Sometimes — not often, mind you — the internet provides unfiltered joy. Like last week, when something really weird happened. A campy-looking video of a middle-aged man, dancing his socks off to an old Bollywood song began circulating.
Best wedding performance selected by UNESCO pic.twitter.com/XPmLbmRKld
— Gautam Trivedi (@KaptanHindustan) May 30, 2018
“Dancing Uncle” — a man possessed, a man moving to the beats of the music with a kind of physical freedom and grace that remains aspirational for the best of us — became an internet sensation.
Everyone loved it for all the right reasons.

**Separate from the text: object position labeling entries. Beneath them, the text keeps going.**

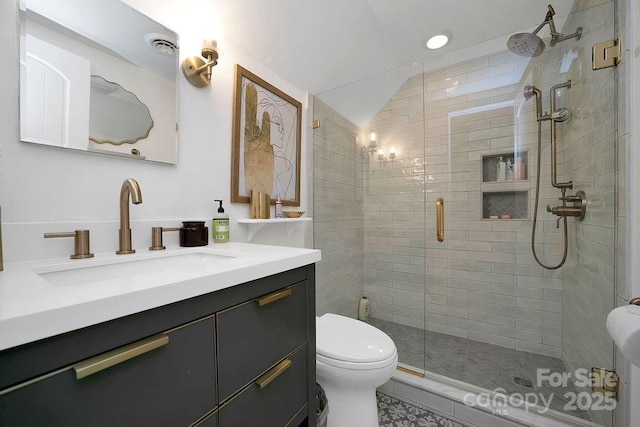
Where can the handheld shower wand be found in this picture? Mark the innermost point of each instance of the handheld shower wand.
(579, 208)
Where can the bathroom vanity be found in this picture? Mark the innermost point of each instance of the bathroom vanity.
(242, 354)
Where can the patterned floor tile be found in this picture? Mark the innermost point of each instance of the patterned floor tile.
(484, 365)
(396, 413)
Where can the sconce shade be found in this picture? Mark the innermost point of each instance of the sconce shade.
(196, 70)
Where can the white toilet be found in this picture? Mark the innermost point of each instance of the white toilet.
(353, 358)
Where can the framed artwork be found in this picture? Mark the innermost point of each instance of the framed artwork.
(267, 130)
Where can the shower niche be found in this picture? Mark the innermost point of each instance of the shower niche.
(505, 197)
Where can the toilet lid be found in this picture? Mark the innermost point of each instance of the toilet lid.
(350, 340)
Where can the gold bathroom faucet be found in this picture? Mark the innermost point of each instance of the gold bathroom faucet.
(129, 187)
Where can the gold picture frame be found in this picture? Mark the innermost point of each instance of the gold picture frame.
(266, 140)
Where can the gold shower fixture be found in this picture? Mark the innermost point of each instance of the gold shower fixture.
(196, 70)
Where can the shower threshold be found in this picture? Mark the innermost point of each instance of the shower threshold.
(484, 370)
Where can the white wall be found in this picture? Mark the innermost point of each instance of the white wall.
(51, 189)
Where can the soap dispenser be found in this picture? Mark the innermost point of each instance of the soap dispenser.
(220, 225)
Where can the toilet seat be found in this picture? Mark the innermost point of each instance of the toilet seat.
(352, 344)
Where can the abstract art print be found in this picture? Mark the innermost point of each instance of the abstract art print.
(267, 131)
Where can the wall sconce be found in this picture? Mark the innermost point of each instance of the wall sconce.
(197, 71)
(392, 155)
(373, 144)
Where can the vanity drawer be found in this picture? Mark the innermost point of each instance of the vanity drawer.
(255, 335)
(168, 384)
(274, 404)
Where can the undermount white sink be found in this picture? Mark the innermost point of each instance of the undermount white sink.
(74, 274)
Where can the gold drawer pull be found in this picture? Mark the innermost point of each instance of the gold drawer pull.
(118, 355)
(273, 373)
(440, 219)
(268, 299)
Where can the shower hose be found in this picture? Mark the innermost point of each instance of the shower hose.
(535, 213)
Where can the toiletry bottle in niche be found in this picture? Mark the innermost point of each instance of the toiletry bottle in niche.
(519, 169)
(363, 308)
(220, 225)
(501, 169)
(278, 207)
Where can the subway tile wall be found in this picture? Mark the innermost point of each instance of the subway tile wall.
(337, 212)
(482, 281)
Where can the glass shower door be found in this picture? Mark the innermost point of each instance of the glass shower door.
(494, 317)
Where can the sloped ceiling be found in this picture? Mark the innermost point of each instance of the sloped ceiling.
(354, 54)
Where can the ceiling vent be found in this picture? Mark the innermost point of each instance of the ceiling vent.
(161, 43)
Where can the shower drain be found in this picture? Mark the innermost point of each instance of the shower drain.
(522, 382)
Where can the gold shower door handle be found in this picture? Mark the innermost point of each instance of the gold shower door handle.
(440, 219)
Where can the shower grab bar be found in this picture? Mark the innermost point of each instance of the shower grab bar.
(554, 154)
(440, 219)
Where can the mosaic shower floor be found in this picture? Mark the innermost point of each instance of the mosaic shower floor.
(484, 365)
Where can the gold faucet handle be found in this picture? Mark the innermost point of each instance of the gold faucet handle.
(156, 237)
(80, 242)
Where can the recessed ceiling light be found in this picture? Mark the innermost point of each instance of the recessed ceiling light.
(437, 41)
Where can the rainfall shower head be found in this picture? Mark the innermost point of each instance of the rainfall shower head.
(530, 44)
(526, 44)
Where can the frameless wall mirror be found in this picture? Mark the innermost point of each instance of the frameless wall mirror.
(98, 77)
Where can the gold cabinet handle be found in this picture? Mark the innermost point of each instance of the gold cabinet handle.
(122, 354)
(275, 296)
(440, 219)
(273, 373)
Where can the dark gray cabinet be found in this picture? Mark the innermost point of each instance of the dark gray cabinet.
(240, 356)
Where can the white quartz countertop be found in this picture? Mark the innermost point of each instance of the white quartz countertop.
(33, 306)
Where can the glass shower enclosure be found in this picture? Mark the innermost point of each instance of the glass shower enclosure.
(465, 193)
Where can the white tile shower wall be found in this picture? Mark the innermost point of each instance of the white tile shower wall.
(590, 155)
(338, 216)
(482, 282)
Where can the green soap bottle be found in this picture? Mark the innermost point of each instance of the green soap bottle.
(220, 225)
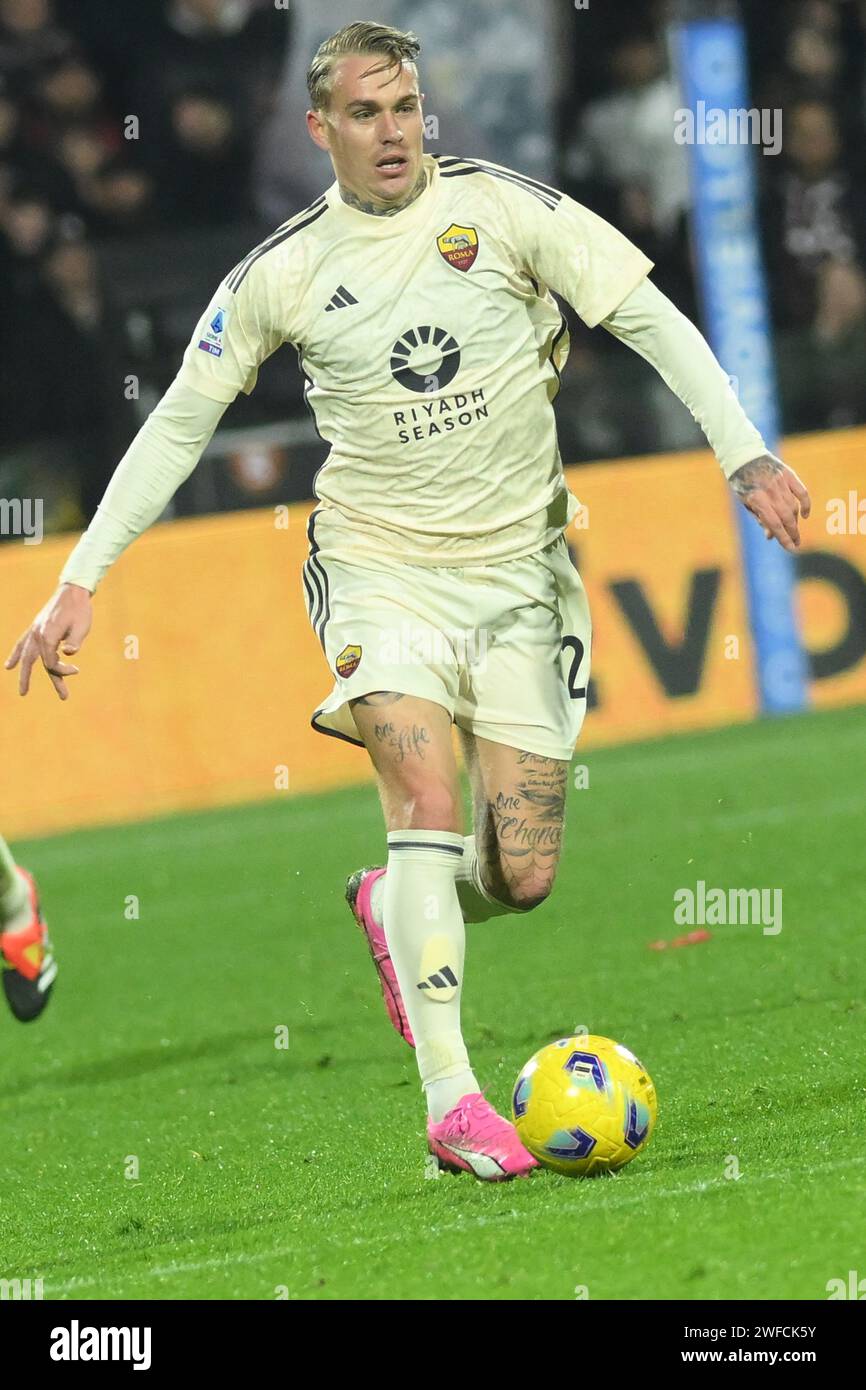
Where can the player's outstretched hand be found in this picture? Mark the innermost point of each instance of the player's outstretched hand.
(776, 496)
(66, 619)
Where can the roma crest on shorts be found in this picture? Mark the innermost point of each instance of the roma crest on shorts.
(348, 660)
(459, 246)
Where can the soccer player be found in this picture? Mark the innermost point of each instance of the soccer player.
(27, 961)
(417, 293)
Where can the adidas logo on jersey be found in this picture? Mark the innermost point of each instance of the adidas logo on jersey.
(341, 299)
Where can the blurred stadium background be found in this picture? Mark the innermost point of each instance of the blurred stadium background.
(143, 149)
(159, 1141)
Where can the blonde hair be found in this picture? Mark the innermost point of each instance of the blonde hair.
(394, 46)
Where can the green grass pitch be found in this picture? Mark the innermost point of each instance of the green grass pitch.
(300, 1173)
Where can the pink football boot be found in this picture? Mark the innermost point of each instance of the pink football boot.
(474, 1139)
(357, 895)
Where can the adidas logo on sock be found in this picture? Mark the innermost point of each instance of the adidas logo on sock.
(341, 299)
(444, 979)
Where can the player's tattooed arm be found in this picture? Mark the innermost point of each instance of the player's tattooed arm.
(374, 209)
(773, 494)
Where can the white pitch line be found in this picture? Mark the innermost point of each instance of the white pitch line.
(451, 1228)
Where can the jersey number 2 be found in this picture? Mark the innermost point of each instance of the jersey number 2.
(577, 647)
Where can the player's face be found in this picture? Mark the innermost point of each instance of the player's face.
(373, 129)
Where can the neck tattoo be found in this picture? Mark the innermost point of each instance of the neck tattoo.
(353, 200)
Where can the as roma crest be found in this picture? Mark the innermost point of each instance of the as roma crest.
(459, 246)
(348, 660)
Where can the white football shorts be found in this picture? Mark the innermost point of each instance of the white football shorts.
(505, 648)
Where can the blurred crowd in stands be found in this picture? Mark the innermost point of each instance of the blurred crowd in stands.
(145, 148)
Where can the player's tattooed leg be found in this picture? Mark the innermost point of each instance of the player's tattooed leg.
(520, 806)
(409, 741)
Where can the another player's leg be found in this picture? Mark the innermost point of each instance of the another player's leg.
(410, 745)
(27, 962)
(519, 801)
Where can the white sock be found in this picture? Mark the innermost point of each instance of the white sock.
(14, 898)
(477, 904)
(427, 941)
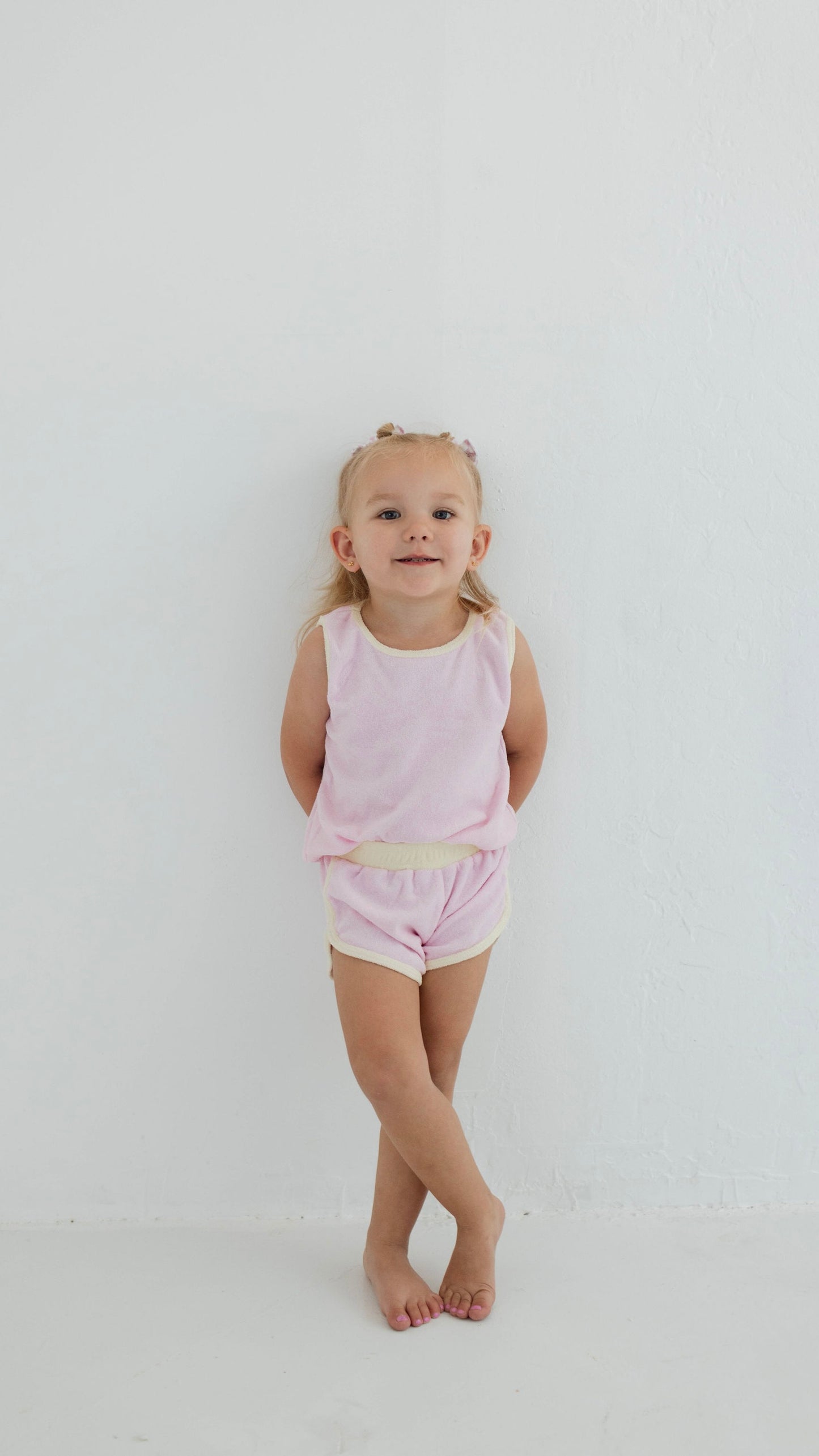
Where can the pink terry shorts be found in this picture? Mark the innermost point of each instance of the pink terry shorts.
(413, 919)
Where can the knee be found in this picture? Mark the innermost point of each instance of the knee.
(387, 1079)
(445, 1062)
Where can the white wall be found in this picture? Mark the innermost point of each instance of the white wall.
(236, 238)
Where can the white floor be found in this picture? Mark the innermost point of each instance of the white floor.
(652, 1334)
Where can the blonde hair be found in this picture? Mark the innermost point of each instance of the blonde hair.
(345, 587)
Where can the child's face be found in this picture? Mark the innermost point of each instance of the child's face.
(406, 507)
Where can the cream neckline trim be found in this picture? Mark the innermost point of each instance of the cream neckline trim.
(409, 652)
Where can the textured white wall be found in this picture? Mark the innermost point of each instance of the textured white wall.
(236, 238)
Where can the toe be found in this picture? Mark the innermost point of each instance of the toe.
(481, 1304)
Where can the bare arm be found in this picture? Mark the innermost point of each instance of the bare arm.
(525, 730)
(304, 724)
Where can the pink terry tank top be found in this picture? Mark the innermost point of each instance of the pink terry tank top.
(414, 750)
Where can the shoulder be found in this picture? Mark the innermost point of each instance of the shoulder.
(525, 727)
(503, 631)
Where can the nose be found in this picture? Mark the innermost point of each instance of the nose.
(417, 533)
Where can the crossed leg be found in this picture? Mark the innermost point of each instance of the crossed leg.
(404, 1043)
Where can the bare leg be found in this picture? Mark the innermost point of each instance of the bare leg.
(381, 1021)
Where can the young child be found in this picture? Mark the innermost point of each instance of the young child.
(414, 729)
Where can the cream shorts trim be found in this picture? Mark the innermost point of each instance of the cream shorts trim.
(331, 936)
(382, 855)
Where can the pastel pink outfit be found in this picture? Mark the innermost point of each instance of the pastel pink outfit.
(411, 823)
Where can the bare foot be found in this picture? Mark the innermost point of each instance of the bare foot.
(402, 1295)
(467, 1289)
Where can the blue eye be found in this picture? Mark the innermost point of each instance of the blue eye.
(389, 512)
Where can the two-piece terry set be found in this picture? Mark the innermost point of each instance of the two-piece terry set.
(411, 823)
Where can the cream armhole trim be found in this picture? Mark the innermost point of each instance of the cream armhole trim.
(321, 624)
(511, 640)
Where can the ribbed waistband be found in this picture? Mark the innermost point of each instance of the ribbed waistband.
(382, 855)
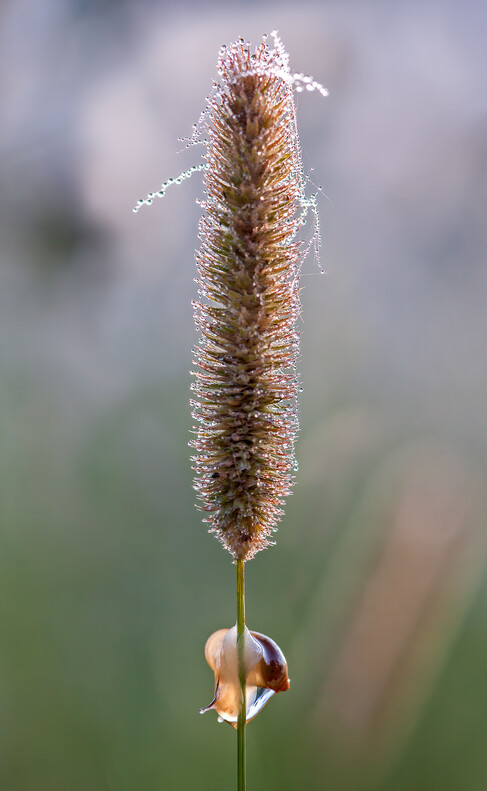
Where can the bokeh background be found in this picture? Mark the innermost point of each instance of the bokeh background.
(376, 588)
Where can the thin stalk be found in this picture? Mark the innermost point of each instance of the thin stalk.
(242, 715)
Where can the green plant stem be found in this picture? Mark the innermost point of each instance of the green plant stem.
(242, 715)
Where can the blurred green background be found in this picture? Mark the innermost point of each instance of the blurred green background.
(376, 588)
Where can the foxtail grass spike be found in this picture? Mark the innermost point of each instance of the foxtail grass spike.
(248, 265)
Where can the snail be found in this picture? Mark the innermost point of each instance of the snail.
(265, 672)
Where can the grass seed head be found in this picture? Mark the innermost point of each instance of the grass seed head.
(248, 265)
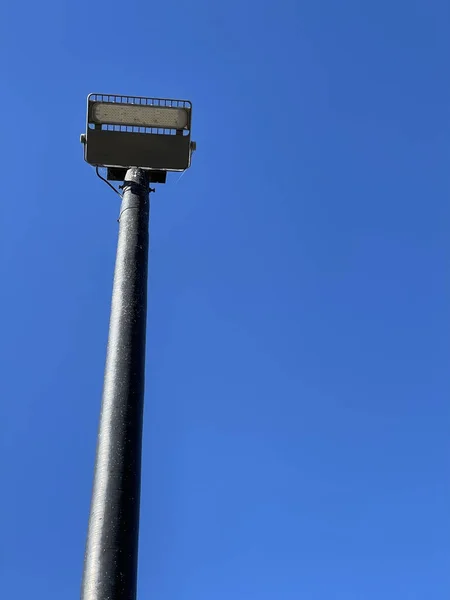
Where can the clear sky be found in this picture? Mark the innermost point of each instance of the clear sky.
(297, 413)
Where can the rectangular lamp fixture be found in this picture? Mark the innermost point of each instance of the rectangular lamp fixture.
(140, 115)
(131, 131)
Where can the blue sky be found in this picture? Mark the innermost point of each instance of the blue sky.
(296, 425)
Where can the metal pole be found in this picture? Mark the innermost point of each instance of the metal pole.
(110, 564)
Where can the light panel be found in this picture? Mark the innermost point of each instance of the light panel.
(163, 117)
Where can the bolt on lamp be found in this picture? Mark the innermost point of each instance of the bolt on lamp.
(151, 133)
(138, 140)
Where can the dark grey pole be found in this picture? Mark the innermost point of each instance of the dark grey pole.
(110, 564)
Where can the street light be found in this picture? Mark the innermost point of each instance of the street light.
(138, 140)
(124, 131)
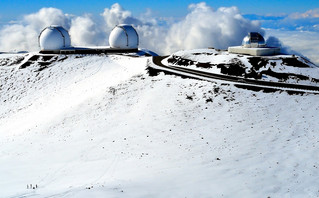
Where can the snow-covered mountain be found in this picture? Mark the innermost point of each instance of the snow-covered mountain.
(100, 126)
(280, 68)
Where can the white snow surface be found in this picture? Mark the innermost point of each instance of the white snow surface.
(99, 126)
(214, 56)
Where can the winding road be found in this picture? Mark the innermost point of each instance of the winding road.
(237, 81)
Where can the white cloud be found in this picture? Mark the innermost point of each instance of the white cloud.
(85, 32)
(201, 27)
(314, 13)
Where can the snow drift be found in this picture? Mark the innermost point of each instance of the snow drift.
(99, 126)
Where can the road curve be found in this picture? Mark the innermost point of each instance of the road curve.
(158, 65)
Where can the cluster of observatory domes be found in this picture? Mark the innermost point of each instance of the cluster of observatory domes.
(57, 38)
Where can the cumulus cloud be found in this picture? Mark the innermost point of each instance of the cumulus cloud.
(204, 27)
(201, 27)
(85, 32)
(314, 13)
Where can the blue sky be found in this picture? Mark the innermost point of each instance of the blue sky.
(15, 9)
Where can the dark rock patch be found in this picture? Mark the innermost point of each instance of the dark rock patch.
(177, 60)
(257, 62)
(294, 62)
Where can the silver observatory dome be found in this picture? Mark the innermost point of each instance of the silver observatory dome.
(254, 40)
(54, 38)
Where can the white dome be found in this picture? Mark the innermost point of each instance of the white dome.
(54, 38)
(124, 37)
(254, 40)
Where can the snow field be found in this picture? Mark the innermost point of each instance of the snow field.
(101, 127)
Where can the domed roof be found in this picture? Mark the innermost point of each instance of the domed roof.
(54, 38)
(124, 37)
(254, 40)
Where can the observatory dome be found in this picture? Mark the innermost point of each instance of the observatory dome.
(124, 37)
(254, 40)
(54, 38)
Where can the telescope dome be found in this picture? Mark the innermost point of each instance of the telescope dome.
(124, 36)
(254, 40)
(54, 38)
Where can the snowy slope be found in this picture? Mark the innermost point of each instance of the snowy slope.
(280, 68)
(99, 126)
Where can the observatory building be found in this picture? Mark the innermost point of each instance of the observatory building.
(54, 38)
(254, 44)
(124, 37)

Here’s the thing: meme culture, which is usually what makes things go viral, is objectively a terrible thing. At its heart lies a spirit of mockery and misanthropy. It’s been designed for and by jaded and unhappy people, so that they can feel better about themselves by laughing at others. Steeped in elitism, intellectual dishonesty, condescension, ironic facades, and really, just a lot of genuine comedy too (admittedly), meme culture often throws us these little gems of un-self-conscious exploits of not-hip people, for us to point at and laugh. Just as often, it ruins the victims; they’re forever tagged as “that guy” in “that video”.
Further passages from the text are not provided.